PETE DOMINICK, JOHN KING, USA'S OFFBEAT REPORTER: No, that wouldn't be on it. Congress' approval rating matches the actual temperature outside here in New York, John King, 9 percent, 9 degrees.

But you know who people do trust? Nurses. New Gallup poll, John King, we could put it up here, 81 percent nurses get approval rating. Grade school teacher, look at that 67 percent. TV reporters, 23 percent. John King, why no offbeat reporter approval rating?

KING: We'll get Gallup to ask that next year.
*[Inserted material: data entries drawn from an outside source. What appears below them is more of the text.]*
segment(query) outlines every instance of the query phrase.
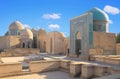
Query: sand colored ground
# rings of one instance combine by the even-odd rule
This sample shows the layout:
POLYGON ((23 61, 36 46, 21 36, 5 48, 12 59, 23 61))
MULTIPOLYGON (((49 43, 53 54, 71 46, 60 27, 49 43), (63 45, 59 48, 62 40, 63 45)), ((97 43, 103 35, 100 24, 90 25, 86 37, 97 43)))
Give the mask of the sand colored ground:
POLYGON ((46 73, 40 73, 40 74, 29 74, 29 75, 5 77, 0 79, 79 79, 79 78, 71 78, 69 74, 65 72, 54 71, 54 72, 46 72, 46 73))

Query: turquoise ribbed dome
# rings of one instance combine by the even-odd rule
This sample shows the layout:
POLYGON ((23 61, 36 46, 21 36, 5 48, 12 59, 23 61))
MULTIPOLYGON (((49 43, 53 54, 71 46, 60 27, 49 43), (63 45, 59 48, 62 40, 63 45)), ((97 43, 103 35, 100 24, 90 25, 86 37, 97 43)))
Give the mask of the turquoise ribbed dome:
POLYGON ((108 15, 99 8, 92 8, 88 12, 93 13, 93 20, 103 20, 103 21, 109 20, 108 15))

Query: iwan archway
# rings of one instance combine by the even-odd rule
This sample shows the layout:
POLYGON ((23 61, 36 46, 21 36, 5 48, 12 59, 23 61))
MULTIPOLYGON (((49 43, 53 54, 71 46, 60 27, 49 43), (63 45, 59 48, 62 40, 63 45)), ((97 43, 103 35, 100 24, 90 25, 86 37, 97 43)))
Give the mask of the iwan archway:
POLYGON ((81 55, 82 53, 81 40, 82 40, 81 33, 77 32, 75 36, 75 53, 77 55, 81 55))
POLYGON ((93 18, 91 13, 70 20, 70 54, 89 55, 93 39, 93 18))

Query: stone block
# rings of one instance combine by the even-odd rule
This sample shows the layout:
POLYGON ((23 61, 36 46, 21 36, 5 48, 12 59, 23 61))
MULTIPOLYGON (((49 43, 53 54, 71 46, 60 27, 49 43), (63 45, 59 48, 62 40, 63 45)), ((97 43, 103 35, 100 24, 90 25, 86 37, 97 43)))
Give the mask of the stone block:
POLYGON ((94 76, 94 65, 92 64, 82 65, 81 78, 89 79, 92 78, 93 76, 94 76))
POLYGON ((69 72, 70 71, 70 61, 69 60, 61 60, 60 68, 62 71, 69 72))

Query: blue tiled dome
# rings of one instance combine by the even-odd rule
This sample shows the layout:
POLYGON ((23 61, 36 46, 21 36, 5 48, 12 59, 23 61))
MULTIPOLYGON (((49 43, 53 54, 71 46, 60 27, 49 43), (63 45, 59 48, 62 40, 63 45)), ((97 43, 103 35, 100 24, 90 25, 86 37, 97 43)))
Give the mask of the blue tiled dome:
POLYGON ((108 15, 99 8, 92 8, 88 12, 93 13, 93 20, 103 20, 103 21, 109 20, 108 15))

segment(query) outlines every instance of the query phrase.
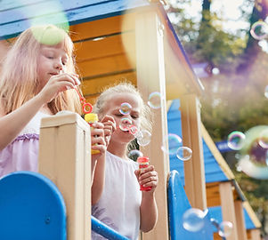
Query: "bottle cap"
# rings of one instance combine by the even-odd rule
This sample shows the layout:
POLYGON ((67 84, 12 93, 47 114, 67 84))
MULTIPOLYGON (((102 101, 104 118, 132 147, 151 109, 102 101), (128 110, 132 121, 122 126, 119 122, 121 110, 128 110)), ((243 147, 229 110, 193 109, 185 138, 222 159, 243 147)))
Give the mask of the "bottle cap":
POLYGON ((85 115, 85 121, 87 123, 98 122, 98 115, 93 113, 89 113, 85 115))
POLYGON ((145 163, 149 163, 149 157, 148 156, 139 156, 137 158, 137 162, 139 164, 145 164, 145 163))

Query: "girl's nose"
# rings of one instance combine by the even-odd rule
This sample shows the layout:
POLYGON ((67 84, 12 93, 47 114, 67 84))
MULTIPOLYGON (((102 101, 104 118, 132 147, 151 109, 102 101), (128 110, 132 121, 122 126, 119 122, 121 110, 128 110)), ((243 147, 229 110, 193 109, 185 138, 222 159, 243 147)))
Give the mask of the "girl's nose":
POLYGON ((56 69, 59 69, 60 71, 62 70, 62 68, 63 68, 63 64, 62 64, 61 60, 56 60, 55 62, 54 62, 54 68, 55 68, 56 69))

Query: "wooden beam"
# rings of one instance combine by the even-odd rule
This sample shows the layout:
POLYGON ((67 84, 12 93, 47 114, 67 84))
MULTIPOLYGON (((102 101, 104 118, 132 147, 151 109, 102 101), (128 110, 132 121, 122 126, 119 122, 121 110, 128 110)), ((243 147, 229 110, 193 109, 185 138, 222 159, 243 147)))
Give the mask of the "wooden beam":
POLYGON ((207 208, 205 167, 200 130, 200 104, 195 94, 181 97, 183 146, 192 150, 191 159, 184 162, 185 191, 192 207, 207 208))
POLYGON ((70 26, 71 38, 77 42, 122 32, 122 24, 126 18, 129 22, 124 31, 134 30, 134 13, 129 13, 70 26))
POLYGON ((90 95, 99 94, 103 91, 103 88, 108 85, 124 81, 131 82, 136 85, 136 72, 120 73, 84 80, 82 82, 82 91, 85 97, 89 97, 90 95))
POLYGON ((240 240, 247 240, 247 229, 243 212, 243 203, 241 200, 236 200, 234 202, 234 209, 236 224, 238 228, 238 237, 240 240))
POLYGON ((67 209, 67 239, 91 239, 90 127, 77 114, 41 121, 39 172, 61 192, 67 209))
POLYGON ((125 53, 78 62, 77 67, 85 78, 133 69, 125 53))
POLYGON ((238 236, 232 186, 230 181, 220 183, 220 195, 223 220, 231 221, 233 226, 231 235, 225 238, 226 240, 240 240, 238 236))
MULTIPOLYGON (((134 39, 134 33, 125 33, 125 37, 134 39)), ((134 40, 132 41, 133 52, 134 53, 134 40)), ((94 59, 102 59, 107 56, 114 56, 125 53, 122 43, 122 36, 116 35, 105 37, 98 41, 86 41, 75 44, 77 54, 77 62, 90 60, 94 59)))
POLYGON ((250 240, 261 240, 260 229, 258 229, 258 228, 251 229, 250 234, 251 234, 250 240))
POLYGON ((137 14, 135 24, 137 86, 145 101, 152 92, 158 92, 162 96, 161 108, 154 111, 155 121, 150 144, 142 148, 144 156, 150 157, 150 163, 158 173, 159 180, 156 189, 158 220, 152 231, 143 234, 142 240, 169 238, 166 196, 169 157, 161 150, 163 140, 167 137, 167 121, 163 35, 160 28, 161 23, 156 12, 137 14))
DOMINICK: And then finally lobbyists, poor lobbyist, they have a 7 percent approval rating, John King, but let's focus on Congress. Why is it, John, there's another chart we have -- and I'm just guessing if you look at this chart, Americans approved of Congress the most in the mid to late '90s.

I'm guessing, you know this better than I do, John King. I'm guessing this chart has to do with employment rates. If Americans have jobs, Congress gets approved of. Yes or no?

KING: You're an excellent analyst. That's why you have that famous radio program, in addition to everything else. In good economic times, people like the politicians. In bad economic times, they become part of the whipping. Pete Dominick, get inside, get warm, my friend.

DOMINICK: You got it, sir.

KING: We'll just see you right here tomorrow night. That's all for us. "PARKER SPITZER" starts right now.